Organisms are composed of thousands of different proteins, each of which is encoded by a specific gene. For a cell type to acquire its unique identity, form and function, genes must be activated by "enhancers". Scientists have long tried to crack the code of how enhancers work. Now, in a new study, Alexander Stark's lab at the Institute of Molecular Pathology at the Vienna Biocenter in Austria and Eileen Furlong's lab at the European Molecular Biology Laboratory have used genomics and artificial intelligence to crack a second genetic code, the one underlying gene regulation. The paper, titled "Targeted design of synthetic enhancers for selected tissues in the Drosophila embryo," was published online Dec. 12, 2023, in Nature.
Every healthy cell of a complex organism contains exactly the same copy of the genome, which includes thousands of genes, the blueprints for building proteins. To form different cell types, tissues and organs, additional mechanisms are needed to turn on and off the expression of specific genes with high precision.
As segments of DNA in the genome, enhancers are a key element in turning genes on, and the Stark lab has made it its mission to crack the code that links an enhancer's DNA sequence to its gene regulatory function.

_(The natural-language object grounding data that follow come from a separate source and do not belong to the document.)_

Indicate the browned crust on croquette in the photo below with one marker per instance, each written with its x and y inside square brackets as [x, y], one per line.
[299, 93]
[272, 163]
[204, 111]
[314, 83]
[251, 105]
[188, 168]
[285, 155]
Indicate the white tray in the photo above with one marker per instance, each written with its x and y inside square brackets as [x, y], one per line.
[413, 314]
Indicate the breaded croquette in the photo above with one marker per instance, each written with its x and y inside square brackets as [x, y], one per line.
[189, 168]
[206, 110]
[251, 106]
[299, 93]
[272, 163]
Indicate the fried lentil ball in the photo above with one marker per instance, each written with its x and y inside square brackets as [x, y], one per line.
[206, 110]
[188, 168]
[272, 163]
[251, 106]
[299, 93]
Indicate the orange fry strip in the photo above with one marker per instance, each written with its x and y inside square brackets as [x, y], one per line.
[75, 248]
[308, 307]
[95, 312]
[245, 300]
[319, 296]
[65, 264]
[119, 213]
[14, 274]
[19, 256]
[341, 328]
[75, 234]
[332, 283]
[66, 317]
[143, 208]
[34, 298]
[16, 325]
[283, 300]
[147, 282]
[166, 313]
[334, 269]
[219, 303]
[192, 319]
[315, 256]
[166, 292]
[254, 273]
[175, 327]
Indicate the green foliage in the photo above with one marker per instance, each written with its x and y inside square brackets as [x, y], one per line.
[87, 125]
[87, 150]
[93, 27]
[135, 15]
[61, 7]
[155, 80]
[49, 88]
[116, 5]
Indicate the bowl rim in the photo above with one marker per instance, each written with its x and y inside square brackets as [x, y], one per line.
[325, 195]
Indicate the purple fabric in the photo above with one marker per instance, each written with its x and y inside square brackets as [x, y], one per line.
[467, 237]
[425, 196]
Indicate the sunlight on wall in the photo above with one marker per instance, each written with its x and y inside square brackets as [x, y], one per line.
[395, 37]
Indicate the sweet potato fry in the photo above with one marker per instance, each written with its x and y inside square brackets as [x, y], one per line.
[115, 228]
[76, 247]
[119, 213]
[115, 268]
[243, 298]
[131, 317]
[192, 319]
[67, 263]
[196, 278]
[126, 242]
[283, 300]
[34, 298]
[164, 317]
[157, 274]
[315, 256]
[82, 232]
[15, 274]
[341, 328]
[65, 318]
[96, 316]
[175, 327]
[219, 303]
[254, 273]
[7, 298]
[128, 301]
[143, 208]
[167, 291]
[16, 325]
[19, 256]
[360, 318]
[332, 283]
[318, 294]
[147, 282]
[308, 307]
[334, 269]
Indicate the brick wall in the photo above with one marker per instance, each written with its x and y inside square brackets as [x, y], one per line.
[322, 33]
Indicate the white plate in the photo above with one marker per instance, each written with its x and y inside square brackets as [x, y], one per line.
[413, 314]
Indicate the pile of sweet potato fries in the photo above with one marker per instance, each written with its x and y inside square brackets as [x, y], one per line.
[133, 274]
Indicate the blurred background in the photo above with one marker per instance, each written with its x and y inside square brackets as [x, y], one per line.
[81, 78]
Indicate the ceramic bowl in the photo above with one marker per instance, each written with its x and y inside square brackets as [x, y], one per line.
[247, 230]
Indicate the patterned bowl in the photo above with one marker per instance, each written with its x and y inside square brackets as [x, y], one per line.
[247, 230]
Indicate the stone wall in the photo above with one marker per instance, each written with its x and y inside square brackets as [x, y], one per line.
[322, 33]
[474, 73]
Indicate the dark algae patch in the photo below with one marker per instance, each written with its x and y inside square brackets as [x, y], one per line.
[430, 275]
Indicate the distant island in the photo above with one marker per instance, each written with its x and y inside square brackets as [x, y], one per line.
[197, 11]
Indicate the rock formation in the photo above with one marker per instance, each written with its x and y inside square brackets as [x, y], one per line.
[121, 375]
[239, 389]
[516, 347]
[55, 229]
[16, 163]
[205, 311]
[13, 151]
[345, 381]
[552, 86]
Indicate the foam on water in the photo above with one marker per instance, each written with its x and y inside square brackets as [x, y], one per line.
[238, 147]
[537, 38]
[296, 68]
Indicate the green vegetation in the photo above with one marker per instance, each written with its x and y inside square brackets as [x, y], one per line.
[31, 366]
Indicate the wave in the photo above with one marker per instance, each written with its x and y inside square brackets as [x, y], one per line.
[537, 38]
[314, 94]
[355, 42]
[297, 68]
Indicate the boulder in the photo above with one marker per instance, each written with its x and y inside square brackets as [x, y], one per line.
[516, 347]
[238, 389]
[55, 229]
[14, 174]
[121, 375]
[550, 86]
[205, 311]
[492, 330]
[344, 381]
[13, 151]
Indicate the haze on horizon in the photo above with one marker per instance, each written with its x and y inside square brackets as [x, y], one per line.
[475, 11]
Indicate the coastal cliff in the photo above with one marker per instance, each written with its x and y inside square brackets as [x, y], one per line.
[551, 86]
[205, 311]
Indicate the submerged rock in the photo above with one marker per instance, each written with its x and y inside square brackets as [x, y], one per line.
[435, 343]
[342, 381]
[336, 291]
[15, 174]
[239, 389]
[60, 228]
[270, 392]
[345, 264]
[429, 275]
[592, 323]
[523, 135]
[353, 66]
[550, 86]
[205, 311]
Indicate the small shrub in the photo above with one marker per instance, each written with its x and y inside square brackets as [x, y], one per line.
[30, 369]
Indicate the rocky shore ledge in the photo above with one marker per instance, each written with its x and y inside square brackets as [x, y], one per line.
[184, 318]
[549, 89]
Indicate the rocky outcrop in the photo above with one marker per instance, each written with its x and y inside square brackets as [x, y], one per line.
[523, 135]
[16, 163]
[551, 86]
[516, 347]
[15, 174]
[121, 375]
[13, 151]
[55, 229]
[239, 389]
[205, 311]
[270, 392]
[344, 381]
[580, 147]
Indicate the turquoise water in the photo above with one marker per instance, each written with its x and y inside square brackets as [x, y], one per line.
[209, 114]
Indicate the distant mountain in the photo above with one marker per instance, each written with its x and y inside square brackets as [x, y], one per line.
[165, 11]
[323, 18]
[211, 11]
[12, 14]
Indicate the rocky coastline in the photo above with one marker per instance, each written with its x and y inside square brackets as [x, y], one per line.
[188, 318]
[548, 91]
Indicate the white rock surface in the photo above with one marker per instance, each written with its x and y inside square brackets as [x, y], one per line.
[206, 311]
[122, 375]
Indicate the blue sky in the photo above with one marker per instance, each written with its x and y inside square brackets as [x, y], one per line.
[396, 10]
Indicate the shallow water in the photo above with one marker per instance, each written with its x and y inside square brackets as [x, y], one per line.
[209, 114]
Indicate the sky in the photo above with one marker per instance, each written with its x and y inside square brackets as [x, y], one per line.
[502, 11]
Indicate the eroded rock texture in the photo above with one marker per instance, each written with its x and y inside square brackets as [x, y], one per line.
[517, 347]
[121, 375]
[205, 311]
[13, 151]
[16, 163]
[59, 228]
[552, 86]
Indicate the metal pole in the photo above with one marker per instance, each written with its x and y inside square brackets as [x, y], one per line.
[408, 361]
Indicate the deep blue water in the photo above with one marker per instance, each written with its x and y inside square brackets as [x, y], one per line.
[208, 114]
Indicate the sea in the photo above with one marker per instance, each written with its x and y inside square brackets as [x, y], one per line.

Although the first enhancers were discovered in the early 1980s, it is only in the past decade that scientists have developed ways to experimentally identify enhancers.
Building on this foundation, the Stark lab and collaborators are now aiming at three tasks that together constitute a seemingly impossible long-term goal: predicting the activity of enhancers based on their DNA sequences; predicting the consequences of enhancer mutations; and designing enhancers from scratch for specific tissues. In other words: reading, understanding and writing a second genetic code.
With recent advances in genomics and artificial intelligence, the opportunity to crack this code has arisen. These authors have developed a powerful deep learning and transfer learning model and trained it with a large amount of data obtained from previous studies in Drosophila melanogaster, a widely used model organism in developmental biology.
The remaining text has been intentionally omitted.